И вот вхожу я в Сад Сталина, и не через забор, а с центрального входа, по билету (не знаю, правда, сколько он стоит, но не думаю, что это не по карману простому трудящемуся или даже пенсионеру). Пройдя между квадратными колоннами, иду по аллее прямо к памятнику Сталину. Памятник побольше, чем на площади Сталина, и к тому же весь белый, а на голове обязательно голубь, голубь мира. Вокруг не голая плитка и кладбищенские, отжившие свое березы, а цветущие яблоневые сады, банановые рощи, белая сирень. Навстречу, обтекая памятник с двух сторон, идут радостные люди в национальных костюмах: таджик в халате, индианка в сари, украинец в вышиванке, негр в набедренной повязке, немец в тирольской шляпе и защитной маске от коронавируса. И что характерно, у всех счастливые лица, все улыбаются: и белые, и желтые, и черные. Мартин Лютер Кинг, Анджела Дэвис. Ким Ир Сен, Мао Цзэдун, Чжоу Эньлай. Юноши и девушки стройными колоннами, в белых нарядах, с красными галстуками. Девушки в платьицах, а некоторые — в белых трусиках, с обручами и лентами.

Все радуются и исполняют «Марш энтузиастов» на музыку Дунаевского и слова Лебедева-Кумача. А чего не петь, чего не радоваться, когда столько чугуна, столько стали на душу населения, и нет войны, и цветет сирень, и милиционер на прекрасном вороном коне, в белой парадной гимнастерке! И все идут мимо оперного по Каменской, мимо синагоги, мимо католического собора, мимо нашего дома и Центральных бань, украшенных плакатами и портретами Молотова, Кагановича и примкнувшего к ним Шепилова.

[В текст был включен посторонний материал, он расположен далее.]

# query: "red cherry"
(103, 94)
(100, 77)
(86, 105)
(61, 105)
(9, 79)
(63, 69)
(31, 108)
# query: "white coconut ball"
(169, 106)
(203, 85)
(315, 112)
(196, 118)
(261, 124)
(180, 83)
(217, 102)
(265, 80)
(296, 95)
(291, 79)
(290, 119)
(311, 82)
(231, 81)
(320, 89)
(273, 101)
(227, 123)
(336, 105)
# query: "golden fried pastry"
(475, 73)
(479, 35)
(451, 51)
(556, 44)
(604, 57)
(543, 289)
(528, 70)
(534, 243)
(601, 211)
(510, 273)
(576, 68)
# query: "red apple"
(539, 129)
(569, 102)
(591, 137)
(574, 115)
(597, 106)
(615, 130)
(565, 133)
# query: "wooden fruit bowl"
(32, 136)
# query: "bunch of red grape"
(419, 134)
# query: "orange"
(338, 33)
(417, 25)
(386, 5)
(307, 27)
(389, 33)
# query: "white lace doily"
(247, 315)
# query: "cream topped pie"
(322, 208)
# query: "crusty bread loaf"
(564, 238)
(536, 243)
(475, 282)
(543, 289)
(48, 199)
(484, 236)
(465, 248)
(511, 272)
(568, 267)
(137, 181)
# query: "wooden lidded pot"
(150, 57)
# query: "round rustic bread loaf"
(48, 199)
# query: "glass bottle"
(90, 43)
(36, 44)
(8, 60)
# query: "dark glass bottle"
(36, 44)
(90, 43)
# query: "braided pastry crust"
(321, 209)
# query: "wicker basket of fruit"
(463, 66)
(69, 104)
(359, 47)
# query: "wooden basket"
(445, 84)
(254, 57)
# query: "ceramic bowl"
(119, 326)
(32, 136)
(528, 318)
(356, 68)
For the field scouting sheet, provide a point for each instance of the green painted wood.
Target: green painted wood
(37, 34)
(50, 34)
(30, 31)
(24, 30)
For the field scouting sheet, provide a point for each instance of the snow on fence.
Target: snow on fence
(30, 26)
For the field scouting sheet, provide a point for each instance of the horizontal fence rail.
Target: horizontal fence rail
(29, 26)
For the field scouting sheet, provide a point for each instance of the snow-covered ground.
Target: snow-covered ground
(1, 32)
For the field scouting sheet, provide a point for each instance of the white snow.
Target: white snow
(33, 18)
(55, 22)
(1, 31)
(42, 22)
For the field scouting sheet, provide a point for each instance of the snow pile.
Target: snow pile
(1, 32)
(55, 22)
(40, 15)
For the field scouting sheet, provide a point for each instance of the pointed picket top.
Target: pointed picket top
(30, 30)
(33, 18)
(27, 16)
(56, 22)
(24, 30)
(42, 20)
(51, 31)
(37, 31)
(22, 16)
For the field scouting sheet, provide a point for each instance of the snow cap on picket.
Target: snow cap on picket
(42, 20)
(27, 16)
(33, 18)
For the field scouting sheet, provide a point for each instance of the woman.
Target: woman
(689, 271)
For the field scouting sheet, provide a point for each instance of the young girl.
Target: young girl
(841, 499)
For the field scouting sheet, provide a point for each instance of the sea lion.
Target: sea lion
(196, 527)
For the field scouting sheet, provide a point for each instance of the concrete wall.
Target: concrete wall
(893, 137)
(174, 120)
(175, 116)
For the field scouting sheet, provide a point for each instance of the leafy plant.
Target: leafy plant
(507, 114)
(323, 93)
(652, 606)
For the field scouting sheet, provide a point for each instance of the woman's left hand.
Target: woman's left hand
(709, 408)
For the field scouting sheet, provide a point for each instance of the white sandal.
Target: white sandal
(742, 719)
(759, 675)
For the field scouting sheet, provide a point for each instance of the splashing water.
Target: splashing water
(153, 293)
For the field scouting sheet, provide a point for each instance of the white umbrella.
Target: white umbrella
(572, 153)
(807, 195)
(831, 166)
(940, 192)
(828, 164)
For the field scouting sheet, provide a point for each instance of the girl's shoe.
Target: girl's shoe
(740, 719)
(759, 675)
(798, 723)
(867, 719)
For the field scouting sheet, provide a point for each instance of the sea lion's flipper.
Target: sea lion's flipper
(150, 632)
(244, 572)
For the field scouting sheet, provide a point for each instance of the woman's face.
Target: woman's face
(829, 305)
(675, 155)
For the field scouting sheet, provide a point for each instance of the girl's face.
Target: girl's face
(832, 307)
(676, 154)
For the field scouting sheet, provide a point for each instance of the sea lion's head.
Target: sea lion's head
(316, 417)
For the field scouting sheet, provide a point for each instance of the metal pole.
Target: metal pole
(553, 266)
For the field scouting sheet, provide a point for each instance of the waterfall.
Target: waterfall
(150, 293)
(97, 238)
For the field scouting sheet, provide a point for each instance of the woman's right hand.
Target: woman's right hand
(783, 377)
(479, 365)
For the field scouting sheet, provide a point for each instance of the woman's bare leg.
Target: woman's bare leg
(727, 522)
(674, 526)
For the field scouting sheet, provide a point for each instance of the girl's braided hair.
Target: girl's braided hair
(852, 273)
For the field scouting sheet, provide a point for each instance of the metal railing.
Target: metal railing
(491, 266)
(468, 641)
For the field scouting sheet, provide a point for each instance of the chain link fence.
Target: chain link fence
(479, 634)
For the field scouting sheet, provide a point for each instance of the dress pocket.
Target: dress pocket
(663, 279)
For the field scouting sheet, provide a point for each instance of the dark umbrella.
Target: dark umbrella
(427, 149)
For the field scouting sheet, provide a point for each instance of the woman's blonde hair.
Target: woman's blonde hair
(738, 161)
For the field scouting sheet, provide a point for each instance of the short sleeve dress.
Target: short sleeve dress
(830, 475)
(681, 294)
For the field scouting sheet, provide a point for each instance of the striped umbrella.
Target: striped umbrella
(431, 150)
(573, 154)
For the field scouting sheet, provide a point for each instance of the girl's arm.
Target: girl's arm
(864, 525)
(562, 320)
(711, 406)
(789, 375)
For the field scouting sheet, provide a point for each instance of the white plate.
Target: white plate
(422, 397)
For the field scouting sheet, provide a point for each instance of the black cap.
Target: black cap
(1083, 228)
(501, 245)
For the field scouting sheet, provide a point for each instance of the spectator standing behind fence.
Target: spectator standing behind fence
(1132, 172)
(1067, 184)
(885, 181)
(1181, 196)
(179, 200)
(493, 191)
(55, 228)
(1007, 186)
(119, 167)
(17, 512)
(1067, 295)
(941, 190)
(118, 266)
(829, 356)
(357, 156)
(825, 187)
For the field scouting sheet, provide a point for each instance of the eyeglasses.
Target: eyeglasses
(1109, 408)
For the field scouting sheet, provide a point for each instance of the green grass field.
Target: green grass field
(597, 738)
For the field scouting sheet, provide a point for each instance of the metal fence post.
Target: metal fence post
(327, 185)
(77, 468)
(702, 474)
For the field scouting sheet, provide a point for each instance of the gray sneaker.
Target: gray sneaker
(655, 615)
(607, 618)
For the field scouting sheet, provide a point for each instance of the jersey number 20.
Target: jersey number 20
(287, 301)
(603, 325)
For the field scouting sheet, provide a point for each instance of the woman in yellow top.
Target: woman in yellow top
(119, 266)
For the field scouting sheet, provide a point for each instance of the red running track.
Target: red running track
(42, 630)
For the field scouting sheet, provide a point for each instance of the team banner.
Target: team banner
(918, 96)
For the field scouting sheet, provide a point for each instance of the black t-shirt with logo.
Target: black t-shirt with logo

Около нашего дома на тротуаре наши соседи Раиса Петровна, Ольга Николаевна, Витя, Лена и мои дорогие бабушка Анна Ивановна и дед Леонид Федорович, а вот и я выглядываю из ванны, которая стоит на двух табуретках. А за нами — кальянщики Алибаба и Абдула, все радуются, зажигают, обнимаются, ликуют, приветствуя колонну. Приветствуют ее и улыбающийся раввин с пейсами и в черной шляпе, и католический священник в сутане с белым воротничком, а также распаренные посетители бани в сланцах и войлочных шляпах, с энтузиазмом размахивающие красными флажками и березовыми вениками.

1 В. Шушарин, «Гимн механиков». — Прим. авт.

2 Сибирское районное геологическое управление, размещавшееся в Новосибирске. — Прим. ред.

3 Это было связано с недостаточной выработкой электроэнергии новосибирскими ТЭЦ: сказывались нехватка топлива, персонала и т. п. — Прим. ред.

4 «Урановый проект» СССР — советский проект по созданию атомной бомбы. Урановая руда для него добывалась в Тюрингии и Саксонии. «Манхэттенский проект» — аналогичный в США. — Прим. ред.

5 На уличном и воровском сленге «давать Шопена» означает «играть музыку на похоронах». — Прим. ред.

6 Игра в зоску — соревнование, когда играющие по очереди подбивают боковой стороной стопы самодельный волан (изначально — кусочек свинца с «парашютом» из меха). Выигрывает тот, кто дольше всех не дает зоске упасть на землю. — Прим. ред.

7 Пионерские галстуки тогда шились по разным лекалам и из разной ткани, поэтому различались размером и оттенками. Некоторые из них можно было лишь условно назвать красными. — Прим. авт.